Oklahoma wouldn’t let him use youthfulness as an excuse, and he never wanted to do that.
So as he sat and watched tape from the season during the past two weeks in preparation for the Russell Athletic Bowl against Clemson on Dec. 29, he noticed a lot of things about his game.
“I see myself reacting a lot faster than I have,” Parker said. “That goes right back to Day 1 and fall camp and stuff. It was still coming new to me. . . . Progressively at the end of the season, it was just coming a lot faster. I was just reading everything faster.
Everything was just clicking.”
It starts with Parker, but Oklahoma’s defense as a whole is in need of a revamping.
Parker talked about how having three weeks is a nice break from what he discovered was a very fast-paced season. The Oklahoma defensive coaching staff could use the near-month between games to figure out exactly how to fix the major problems plaguing Oklahoma’s defense – or else get embarrassed in a lower-tier bowl by a “back-up” quarterback.
There are two main issues that need to be addressed: Coverage and pass rush.
Believe it or not, but the Oklahoma run defense has been pretty good. The Sooners are allowing just 109.6 yards per game, just two yards per game or 30 total yards out of the top spot. They ranked 10th in the nation.
But when team’s drop back to pass against the Sooners, no one is impressed.
Oklahoma’s secondary has improved, but no one will forget the late busted coverage on Oklahoma State wide receiver Brandon Sheperd. Only Iowa State saved Oklahoma from being the worst pass defense in the Big 12, but 272.7 yards per game is nothing to celebrate – Western Kentucky and Tulsa allowed fewer yards in the air.
So did SMU.
Clemson won’t miss on that point.
“They pass the ball really well,” Oklahoma cornerback Zack Sanchez said. “Everybody has to be on their Ps and Qs.” Oklahoma got back to the basics during the bowl practice according to Sanchez. The Sooners were playing top units against each other, and it’s needed.
Maybe more than basics, Oklahoma needs simplicity. The secondary is catching up rapidly, but as of right now, it’s still too far behind.

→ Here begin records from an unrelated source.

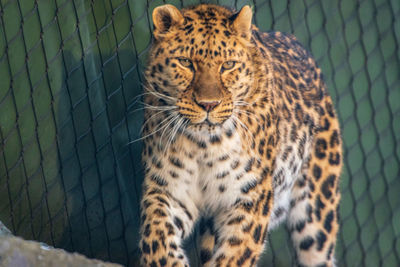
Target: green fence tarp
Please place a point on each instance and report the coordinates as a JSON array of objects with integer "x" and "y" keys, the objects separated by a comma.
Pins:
[{"x": 69, "y": 75}]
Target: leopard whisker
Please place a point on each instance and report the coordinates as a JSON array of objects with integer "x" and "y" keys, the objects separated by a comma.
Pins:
[{"x": 154, "y": 132}]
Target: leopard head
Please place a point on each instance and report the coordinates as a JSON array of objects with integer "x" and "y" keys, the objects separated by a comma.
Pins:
[{"x": 201, "y": 61}]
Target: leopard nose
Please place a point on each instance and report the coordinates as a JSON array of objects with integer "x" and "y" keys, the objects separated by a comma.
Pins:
[{"x": 209, "y": 105}]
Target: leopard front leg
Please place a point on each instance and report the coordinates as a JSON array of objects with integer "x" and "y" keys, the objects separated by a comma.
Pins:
[
  {"x": 242, "y": 229},
  {"x": 313, "y": 217},
  {"x": 166, "y": 221}
]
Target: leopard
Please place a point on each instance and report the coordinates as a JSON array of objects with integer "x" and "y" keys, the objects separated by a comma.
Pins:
[{"x": 240, "y": 135}]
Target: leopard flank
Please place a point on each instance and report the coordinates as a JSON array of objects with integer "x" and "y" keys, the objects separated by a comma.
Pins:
[{"x": 240, "y": 134}]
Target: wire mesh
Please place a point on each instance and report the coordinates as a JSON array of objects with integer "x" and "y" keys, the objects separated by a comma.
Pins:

“It’s time for us to make a statement,” freshman cornerback Jordan Thomas said. “It’s been a tough season, and we want to go out with a bang.” The 3-4 was put in to do two things: Be more prepared for passing teams in the Big 12 and dynamically rush the passer.
It hasn’t done either. Oklahoma finished the regular season with 28 sacks, less than three per game. That’s another number that impresses no one. Oklahoma was tied for 44th nationally with teams like Wake Forest, Memphis and Louisiana-Lafayette.
Thus far, Oklahoma coach Bob Stoops continues to like what he sees from the current defensive format.
“I feel excited about what our guys have done in the 3-4 practices so far,” Stoops said.
For now, it’s still in and will be challenged when faced with the eye ball test against the No. 1 defense in the country, led by former Oklahoma DC Brent Venables.
“We play with a chip on our shoulders already,” Sanchez said. “Hearing so much about a defense, we want to go in and show who the best defense will be on that day.”
Editor's note: Story has been edited to remove any implication of Bob Stoops saying Mike Stoops might not be at OU next season. Bob has never implied, directly or indirectly, to saying that.